Conv implements a standard 2D convolutional layer.

It inputs a FeatureMaps. If there are multiple input feature maps, the same weights are convolved with each feature map.

        decoder:
          - class_path: rslearn.models.conv.Conv
            init_args:
              # The number of input channels. If there are multiple feature maps, they
              # can have different resolutions, but must all have the same number of
              # channels.
              in_channels: 128
              # The number of output channels.
              out_channels: 64
              # The kernel size, stride, and padding. See torch.nn.Conv2D.
              # The stride defaults to 1 and the padding defaults to "same", while
              # kernel_size must be configured. "same" padding keeps the same
              # resolution as the input. If stride is not 1, then padding must be set
              # since "same" is only accepted when the stride is 1.
              kernel_size: 3
              stride: 1
              padding: "same"
              # The activation to use. It defaults to ReLU.
              activation:
                class_path: torch.nn.ReLU
          # ...

Predictors

ClassificationHead

ClassificationHead computes cross entropy loss given the logits and targets. It does not take any arguments.

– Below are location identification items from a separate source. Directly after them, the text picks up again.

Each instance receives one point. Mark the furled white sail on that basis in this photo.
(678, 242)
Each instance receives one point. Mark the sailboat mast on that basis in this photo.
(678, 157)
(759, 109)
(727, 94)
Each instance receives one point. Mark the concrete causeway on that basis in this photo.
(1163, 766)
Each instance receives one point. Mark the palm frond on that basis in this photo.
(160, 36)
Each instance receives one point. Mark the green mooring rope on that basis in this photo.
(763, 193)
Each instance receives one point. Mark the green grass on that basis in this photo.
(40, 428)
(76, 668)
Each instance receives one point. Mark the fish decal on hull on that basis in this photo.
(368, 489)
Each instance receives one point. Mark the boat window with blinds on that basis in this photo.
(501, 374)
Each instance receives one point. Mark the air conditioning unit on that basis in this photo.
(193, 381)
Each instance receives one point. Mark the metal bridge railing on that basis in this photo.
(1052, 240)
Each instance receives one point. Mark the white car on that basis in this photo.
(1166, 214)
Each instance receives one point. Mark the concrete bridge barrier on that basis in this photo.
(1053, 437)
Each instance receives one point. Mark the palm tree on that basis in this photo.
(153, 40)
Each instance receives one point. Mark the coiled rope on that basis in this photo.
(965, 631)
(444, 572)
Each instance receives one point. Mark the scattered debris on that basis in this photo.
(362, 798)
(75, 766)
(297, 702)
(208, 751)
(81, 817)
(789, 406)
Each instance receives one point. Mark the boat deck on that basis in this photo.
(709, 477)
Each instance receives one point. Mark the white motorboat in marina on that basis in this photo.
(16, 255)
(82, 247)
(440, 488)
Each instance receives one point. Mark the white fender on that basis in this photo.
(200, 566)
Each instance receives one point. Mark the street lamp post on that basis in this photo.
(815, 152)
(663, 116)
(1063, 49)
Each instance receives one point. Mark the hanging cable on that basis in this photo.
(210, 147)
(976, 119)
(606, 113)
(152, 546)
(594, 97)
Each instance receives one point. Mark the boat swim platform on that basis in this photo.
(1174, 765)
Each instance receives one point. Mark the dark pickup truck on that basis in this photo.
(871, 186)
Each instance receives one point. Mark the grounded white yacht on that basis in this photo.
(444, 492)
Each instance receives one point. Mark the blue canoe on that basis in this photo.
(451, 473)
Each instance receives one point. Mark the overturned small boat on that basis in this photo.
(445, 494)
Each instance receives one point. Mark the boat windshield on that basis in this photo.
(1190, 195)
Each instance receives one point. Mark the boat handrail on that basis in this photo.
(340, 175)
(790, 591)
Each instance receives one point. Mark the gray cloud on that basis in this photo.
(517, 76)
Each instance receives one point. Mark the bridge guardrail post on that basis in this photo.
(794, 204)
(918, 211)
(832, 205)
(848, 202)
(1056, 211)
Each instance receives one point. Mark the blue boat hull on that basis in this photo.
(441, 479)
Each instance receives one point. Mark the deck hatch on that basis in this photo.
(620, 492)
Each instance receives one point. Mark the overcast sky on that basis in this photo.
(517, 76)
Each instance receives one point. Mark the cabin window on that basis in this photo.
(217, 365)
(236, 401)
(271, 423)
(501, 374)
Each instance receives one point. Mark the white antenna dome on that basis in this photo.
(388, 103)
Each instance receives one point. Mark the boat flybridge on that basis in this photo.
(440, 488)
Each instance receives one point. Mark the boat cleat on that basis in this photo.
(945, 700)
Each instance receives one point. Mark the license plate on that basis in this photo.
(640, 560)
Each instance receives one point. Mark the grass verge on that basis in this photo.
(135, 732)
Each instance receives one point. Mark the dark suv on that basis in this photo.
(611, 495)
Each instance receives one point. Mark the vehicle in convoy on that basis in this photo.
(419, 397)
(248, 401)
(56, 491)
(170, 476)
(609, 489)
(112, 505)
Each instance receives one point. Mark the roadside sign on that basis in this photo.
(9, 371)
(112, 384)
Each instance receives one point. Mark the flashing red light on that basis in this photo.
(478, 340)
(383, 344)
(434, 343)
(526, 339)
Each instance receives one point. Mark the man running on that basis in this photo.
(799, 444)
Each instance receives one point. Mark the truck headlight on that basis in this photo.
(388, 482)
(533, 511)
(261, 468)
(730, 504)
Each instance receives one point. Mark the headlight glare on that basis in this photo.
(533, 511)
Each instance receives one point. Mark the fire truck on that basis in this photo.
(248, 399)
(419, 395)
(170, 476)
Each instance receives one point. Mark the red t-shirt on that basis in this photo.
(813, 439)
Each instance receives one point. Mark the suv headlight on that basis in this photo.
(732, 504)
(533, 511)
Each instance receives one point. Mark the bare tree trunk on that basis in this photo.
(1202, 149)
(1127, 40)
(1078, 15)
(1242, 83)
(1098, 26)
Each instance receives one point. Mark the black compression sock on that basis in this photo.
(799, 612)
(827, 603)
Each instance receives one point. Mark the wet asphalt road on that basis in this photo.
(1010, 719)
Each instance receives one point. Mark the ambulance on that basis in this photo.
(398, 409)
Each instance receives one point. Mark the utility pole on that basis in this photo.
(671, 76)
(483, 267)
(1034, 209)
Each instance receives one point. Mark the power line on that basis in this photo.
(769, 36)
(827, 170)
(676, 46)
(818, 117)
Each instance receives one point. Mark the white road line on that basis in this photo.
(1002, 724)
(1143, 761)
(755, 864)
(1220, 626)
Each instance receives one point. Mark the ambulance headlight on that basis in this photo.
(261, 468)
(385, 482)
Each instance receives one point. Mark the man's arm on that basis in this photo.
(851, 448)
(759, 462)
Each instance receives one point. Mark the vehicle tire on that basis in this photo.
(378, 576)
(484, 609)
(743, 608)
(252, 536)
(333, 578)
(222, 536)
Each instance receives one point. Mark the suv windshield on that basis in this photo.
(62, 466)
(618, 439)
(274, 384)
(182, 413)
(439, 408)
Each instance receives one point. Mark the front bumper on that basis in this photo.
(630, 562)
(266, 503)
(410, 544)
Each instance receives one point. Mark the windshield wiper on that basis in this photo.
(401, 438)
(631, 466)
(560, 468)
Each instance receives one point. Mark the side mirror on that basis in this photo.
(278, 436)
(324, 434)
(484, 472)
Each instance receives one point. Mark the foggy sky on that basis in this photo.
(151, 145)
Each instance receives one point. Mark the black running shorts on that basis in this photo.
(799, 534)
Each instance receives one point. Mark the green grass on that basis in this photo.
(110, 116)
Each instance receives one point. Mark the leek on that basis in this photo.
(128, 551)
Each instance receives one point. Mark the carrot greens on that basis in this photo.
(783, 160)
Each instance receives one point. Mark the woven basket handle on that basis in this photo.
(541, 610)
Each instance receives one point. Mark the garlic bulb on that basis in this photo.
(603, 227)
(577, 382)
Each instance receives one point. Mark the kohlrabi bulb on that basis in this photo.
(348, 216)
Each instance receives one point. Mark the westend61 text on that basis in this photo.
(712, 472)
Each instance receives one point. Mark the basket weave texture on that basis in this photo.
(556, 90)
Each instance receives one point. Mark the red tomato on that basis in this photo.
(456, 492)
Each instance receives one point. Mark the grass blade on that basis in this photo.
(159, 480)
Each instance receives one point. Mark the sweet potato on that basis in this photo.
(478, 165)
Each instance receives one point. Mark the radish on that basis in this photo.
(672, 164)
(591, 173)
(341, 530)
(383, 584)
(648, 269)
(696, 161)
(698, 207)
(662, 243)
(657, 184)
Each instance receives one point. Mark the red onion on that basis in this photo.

It inputs a FeatureVector of logits, where the channel dimension size must match the number of classes. It outputs the class probabilities after applying softmax on those input logits. It also produces a loss dict with one key, "cls", containing the softmax cross entropy loss.

PerPixelRegressionHead

PerPixelRegressionHead computes a per-pixel regression loss (MSE, L1, or Huber). It is configured like this:

        decoder:
          # ...
          - class_path: rslearn.train.tasks.per_pixel_regression.PerPixelRegressionHead
            init_args:
              # The loss function to use: "mse" (default), "l1", or "huber".
              loss_mode: "mse"
              # Optional: delta for Huber loss (only used when loss_mode="huber").
              huber_delta: 1.0
              # Whether to apply a sigmoid activation on the output. This requires the
              # targets to be between 0-1. Otherwise, the previous output is
              # unmodified.
              use_sigmoid: false

It inputs a FeatureMaps, which must contain a single feature map consisting of the predicted values at each pixel. If use_sigmoid is false, those should correspond to the scaled values (actual value multiplied by the scale factor configured in the task).

It outputs the scaled values as a BHW tensor. It also produces a loss dict with one key, "regress", containing the configured regression loss.

RegressionHead

RegressionHead computes a regression loss (MSE, L1, or Huber). It is configured like this:

        decoder:
          # ...
          - class_path: rslearn.train.tasks.regression.RegressionHead
            init_args:
              # The loss function to use: "mse" (default), "l1", or "huber".
              loss_mode: "mse"
              # Optional: delta for Huber loss (only used when loss_mode="huber").
              huber_delta: 1.0
              # Whether to apply a sigmoid activation on the output. This requires the
              # targets to be between 0-1. Otherwise, the previous output is
              # unmodified.
              use_sigmoid: false

It inputs a FeatureVector containing the predicted values for each example in the batch. If use_sigmoid is false, those should correspond to the scaled values (actual value multiplied by the scale factor configured in the task).

It outputs the scaled values as a single-dimension tensor. It also produces a loss dict with one key, "regress", containing the configured regression loss.

SegmentationHead

SegmentationHead computes cross entropy loss given the logits and targets. It does not take any arguments.

It inputs a FeatureMaps, which must contain a single feature map of logits, with the channel dimension size matching the number of classes. It outputs the class probabilities after applying softmax on those input logits. It also produces a loss dict with one key, "cls", containing the softmax cross entropy loss.